The Oscar Pistorius trial has highlighted the plight of witnesses in court cases, attacks on whom compromise our justice system.
It has been said that there are two justice systems in South Africa: one for the rich and another for the poor. In this respect, our justice system is like so much of the rest of the country and its institutions; fine though so many of these institutions are, they are often inaccessible to the poor.
The trial of Olympian athlete Oscar Pistorius for the murder of his girlfriend and the furore this week surrounding the protection of the privacy of state witnesses highlight the fact that this two-level system is still in operation, 20 years into our democracy.
This past week's events also highlight the fact that, when it is very much in the public eye, our justice system operates somewhat differently from the occasions – the vast majority – when it is going about its business in media-free obscurity.
The Pistorius case came to trial pretty quickly, by South African standards. Other people accused of similar crimes, or even of relatively minor offences, can be left sitting in jail awaiting trial, or the continuation of or judgment in a trial, for anything up to years at a time. We report on such a case.
The witnesses in the Pistorius trial whose faces or phone numbers have been revealed – against their wishes and in contravention of at least the spirit of the ruling in the matter by the pre-trial judge – are having attention paid to their concerns in a way that would probably not happen for the vast bulk of witnesses in less high-profile cases.
Compare this to the treatment of witnesses due to testify or who have testified at the Farlam inquiry into the Marikana massacre. It is not a criminal trial, to be sure, but the situation of these witnesses shows how flawed the mechanisms for the protection of witnesses are: as we have reported, one of them was kidnapped and severely beaten, and others have been intimidated and possibly murdered.
It hardly encourages any citizen to stand up and testify in a court of law in South Africa, whether in the court for the rich or the court for the poor. Such attacks on witnesses are likely to compromise severely the ability of our justice system to do its job. It is clear that being a witness in a criminal trial can be an utterly harrowing experience, and not just in cases where the accused is as internationally famous as Pistorius.

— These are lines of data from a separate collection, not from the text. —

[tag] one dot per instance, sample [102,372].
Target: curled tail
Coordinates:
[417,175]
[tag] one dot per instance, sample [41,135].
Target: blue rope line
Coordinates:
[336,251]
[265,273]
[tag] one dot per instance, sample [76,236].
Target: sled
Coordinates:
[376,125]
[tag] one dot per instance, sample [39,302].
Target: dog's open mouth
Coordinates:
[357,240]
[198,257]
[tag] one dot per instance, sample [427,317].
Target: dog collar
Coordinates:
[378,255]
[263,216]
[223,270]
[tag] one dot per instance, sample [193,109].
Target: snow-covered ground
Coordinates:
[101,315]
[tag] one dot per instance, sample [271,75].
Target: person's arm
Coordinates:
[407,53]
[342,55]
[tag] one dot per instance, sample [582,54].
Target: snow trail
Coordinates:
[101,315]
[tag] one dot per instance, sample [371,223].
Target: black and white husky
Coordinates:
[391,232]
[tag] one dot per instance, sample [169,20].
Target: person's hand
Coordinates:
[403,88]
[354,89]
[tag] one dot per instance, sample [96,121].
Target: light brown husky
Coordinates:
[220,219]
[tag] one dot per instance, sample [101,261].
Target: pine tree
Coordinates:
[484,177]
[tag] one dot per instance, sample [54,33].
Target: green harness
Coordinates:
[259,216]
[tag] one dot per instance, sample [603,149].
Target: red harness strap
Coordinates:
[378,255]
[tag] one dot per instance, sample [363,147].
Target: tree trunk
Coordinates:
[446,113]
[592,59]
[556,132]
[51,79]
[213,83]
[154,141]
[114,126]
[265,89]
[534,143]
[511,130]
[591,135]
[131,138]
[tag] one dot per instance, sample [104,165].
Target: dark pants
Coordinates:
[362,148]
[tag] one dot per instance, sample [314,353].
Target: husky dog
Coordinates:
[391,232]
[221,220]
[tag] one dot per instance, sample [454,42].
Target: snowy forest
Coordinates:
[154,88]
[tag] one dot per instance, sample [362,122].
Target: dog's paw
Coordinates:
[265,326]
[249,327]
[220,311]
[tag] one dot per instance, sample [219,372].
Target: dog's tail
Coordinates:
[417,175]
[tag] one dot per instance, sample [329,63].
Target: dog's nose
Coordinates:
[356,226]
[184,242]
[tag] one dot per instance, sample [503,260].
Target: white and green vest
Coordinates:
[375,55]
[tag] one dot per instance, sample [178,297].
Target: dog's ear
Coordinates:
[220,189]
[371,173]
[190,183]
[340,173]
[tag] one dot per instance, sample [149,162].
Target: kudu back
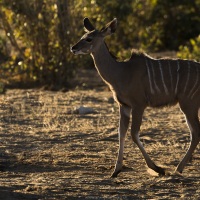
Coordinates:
[141,82]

We hope that the norms and standards for judges, gazetted a week ago by Chief Justice Mogoeng Mogoeng, will help to ensure the streamlining of our justice system. Mogoeng's plans are intended to ensure that everyone has equal access to justice in South Africa, and in that they are to be commended. They must go further, however, and apply the framework of equality of treatment for witnesses as well as for the accused and the accusers.